By putting “site:” in front of your domain name you will be requesting Google to list the pages Google has indexed for your site. If you see fewer results than you expect, it means there’s something about your site structure that’s blocking the Googlebot from ‘seeing’ your site.

This goes both ways:

Creating a sitemap applies too if there is content on your site you prefer not to register in search. Say, duplicate content that might be considered spammy, or a news page that competes in search with your homepage. If you create a website without providing a sitemap, search engines will attempt to find and index all the content on your site unless you specifically both exclude these from your sitemap and place instructions on the pages to noindex them. The contents of your robots.txt file can also tell crawlers which parts of a website they should and should not visit.

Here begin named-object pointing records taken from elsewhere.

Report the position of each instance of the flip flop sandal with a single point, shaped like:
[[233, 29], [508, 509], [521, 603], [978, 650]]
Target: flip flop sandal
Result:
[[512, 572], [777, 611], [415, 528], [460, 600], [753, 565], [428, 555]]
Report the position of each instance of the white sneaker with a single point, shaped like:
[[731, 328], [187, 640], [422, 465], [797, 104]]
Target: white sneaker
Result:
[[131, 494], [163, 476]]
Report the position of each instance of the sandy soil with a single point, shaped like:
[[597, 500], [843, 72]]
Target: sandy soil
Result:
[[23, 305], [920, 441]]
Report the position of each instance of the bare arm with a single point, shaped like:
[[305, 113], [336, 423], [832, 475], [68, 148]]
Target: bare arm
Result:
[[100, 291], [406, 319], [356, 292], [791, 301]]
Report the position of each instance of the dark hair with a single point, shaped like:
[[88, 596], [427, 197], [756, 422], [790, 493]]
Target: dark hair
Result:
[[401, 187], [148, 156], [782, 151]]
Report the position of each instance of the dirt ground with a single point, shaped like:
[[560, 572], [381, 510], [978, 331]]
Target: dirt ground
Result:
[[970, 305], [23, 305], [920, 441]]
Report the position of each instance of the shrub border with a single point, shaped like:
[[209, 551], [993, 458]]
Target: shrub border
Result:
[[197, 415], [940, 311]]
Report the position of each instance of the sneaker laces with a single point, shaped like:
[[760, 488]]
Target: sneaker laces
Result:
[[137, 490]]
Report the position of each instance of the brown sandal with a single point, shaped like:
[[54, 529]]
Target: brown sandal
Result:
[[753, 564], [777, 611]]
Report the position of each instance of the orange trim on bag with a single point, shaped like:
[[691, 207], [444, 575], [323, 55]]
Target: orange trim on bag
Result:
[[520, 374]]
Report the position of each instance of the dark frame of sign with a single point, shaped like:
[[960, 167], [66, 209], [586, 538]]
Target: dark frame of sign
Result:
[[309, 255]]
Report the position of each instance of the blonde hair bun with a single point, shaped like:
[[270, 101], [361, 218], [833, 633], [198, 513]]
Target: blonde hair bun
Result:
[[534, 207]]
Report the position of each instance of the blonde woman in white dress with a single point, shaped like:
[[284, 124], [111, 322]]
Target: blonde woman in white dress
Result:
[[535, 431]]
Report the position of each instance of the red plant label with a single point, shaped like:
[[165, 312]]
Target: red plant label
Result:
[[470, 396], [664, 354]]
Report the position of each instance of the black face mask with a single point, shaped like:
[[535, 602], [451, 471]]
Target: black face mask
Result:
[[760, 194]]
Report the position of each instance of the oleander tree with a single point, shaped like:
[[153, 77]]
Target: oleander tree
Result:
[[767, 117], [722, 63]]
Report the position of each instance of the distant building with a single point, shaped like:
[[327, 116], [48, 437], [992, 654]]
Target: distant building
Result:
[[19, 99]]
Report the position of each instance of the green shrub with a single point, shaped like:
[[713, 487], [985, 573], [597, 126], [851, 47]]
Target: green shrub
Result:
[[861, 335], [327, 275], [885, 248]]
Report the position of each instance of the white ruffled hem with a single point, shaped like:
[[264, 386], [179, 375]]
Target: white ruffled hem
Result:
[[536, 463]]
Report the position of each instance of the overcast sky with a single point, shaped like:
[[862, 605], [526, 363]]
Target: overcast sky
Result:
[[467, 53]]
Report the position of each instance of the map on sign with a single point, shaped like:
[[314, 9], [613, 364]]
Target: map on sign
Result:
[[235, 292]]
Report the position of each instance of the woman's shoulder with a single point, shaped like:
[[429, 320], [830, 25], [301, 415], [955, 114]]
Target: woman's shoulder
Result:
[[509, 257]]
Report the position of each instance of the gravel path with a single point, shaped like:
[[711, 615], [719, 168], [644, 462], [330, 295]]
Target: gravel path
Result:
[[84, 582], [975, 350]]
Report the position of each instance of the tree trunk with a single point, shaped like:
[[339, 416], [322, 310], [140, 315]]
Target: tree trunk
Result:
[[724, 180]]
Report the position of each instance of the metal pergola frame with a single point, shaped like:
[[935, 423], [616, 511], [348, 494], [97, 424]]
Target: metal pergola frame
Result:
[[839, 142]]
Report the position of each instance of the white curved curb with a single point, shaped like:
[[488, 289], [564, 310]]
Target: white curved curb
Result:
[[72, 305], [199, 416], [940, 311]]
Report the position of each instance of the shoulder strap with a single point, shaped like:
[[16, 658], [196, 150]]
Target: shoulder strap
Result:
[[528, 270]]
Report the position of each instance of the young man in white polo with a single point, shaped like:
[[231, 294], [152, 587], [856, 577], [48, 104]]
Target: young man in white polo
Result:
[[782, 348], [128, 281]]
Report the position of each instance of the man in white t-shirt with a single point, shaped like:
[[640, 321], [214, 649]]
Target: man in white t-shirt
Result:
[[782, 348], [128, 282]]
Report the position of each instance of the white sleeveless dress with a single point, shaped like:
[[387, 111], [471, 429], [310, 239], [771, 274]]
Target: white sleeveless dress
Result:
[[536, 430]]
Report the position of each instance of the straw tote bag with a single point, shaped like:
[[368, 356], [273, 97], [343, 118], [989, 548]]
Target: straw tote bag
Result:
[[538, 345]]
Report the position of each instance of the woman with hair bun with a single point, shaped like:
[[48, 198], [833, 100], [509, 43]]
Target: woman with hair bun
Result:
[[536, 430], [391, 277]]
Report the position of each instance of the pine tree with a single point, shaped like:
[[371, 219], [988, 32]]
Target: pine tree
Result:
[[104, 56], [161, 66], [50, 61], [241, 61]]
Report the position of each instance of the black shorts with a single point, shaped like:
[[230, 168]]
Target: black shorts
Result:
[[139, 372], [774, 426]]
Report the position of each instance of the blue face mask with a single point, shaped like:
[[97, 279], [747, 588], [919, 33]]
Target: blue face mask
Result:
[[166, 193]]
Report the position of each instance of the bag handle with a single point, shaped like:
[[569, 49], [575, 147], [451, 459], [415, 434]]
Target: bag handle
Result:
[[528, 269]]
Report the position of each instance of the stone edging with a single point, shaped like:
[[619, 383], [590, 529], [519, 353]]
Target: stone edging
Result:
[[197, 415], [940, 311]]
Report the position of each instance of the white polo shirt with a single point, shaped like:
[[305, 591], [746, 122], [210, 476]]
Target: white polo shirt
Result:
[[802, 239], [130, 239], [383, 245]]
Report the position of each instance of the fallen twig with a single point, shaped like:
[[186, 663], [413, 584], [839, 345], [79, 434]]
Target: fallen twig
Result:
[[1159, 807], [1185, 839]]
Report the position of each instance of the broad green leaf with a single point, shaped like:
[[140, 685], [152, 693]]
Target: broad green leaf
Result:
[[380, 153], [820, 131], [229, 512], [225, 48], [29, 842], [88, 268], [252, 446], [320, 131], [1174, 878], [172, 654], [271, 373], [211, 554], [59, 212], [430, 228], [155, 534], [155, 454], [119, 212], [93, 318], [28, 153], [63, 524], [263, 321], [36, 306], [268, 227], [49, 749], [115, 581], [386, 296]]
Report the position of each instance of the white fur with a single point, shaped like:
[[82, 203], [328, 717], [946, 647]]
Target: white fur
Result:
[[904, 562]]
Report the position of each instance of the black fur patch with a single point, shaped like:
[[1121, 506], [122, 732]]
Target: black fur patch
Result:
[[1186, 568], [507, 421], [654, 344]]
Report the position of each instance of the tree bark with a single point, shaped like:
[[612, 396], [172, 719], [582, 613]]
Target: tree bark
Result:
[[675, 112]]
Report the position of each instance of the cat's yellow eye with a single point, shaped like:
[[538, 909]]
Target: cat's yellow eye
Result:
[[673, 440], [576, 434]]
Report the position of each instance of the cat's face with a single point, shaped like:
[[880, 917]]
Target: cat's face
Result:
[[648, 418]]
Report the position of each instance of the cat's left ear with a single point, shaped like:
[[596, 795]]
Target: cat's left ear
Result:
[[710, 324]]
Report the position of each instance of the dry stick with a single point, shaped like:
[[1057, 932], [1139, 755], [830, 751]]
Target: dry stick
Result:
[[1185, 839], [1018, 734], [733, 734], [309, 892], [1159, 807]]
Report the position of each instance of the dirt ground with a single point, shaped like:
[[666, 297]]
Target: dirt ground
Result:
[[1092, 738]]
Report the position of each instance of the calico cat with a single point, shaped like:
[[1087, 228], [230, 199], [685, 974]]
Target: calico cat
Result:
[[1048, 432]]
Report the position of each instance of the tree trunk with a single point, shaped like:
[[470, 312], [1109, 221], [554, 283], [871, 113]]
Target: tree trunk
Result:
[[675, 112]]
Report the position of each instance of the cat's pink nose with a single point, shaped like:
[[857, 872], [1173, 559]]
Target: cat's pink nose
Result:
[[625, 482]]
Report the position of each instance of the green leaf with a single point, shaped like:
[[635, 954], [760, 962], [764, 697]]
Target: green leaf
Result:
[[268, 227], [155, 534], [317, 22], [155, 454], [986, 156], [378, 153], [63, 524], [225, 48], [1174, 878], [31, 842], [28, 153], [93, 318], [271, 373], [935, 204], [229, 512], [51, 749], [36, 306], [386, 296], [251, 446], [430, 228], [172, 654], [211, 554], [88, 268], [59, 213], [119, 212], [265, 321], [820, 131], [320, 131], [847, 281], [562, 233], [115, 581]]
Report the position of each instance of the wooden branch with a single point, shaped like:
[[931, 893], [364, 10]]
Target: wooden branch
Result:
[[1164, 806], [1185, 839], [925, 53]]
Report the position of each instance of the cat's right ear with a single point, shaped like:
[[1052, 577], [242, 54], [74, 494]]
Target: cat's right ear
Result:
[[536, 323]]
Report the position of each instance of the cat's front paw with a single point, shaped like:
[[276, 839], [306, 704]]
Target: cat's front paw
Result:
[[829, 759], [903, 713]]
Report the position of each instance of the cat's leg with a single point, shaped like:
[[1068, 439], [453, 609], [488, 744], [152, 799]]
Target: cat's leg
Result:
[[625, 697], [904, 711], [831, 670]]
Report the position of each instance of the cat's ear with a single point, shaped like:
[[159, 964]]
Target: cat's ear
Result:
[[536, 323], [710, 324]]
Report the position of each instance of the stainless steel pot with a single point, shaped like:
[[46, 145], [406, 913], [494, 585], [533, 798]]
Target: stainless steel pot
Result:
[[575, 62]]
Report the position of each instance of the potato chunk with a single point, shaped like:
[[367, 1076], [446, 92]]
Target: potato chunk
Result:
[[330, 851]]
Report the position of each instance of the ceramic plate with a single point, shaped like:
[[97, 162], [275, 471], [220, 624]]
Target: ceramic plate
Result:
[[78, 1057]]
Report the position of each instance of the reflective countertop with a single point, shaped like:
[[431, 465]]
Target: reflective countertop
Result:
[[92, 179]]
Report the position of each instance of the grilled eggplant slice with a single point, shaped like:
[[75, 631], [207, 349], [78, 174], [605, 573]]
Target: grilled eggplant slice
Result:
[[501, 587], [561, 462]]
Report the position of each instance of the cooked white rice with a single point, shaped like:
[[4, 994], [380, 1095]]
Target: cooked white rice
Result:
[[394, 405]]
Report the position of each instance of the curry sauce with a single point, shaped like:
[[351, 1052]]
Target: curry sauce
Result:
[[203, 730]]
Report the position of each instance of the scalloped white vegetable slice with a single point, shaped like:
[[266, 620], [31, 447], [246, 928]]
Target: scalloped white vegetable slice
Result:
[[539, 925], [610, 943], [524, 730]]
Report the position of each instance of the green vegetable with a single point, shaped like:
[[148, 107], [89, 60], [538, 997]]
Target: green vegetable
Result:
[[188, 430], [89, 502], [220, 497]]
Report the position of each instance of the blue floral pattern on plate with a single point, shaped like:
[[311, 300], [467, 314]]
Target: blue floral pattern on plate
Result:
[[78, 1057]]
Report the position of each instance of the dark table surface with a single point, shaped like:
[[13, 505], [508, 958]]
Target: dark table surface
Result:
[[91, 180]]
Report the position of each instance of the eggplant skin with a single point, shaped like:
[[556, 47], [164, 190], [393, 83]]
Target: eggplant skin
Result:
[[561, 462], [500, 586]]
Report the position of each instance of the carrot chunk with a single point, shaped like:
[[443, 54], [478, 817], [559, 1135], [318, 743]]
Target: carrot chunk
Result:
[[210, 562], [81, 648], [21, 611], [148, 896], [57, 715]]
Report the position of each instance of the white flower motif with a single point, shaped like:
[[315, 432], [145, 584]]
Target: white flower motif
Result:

Submitting your sitemap to Google

Sitemaps can be submitted to Google via the Search Console Sitemaps tool. Your agency will either do this for you as part of your SEO campaign or will show you how to do it. This further encourages Google’s crawlers to reference your sitemap when it visits.

Google supports several sitemap formats, including XML, RSS, HTML and text files, but it must be UTF-8 encoded. You can submit multiple sitemaps and/or sitemap index files (if your site is large and requires multiple sitemaps).

Using a sitemap doesn’t guarantee search engines will crawl and index all the items as and how you tell them to, but your site will benefit hugely and you’ll never be penalised for having one.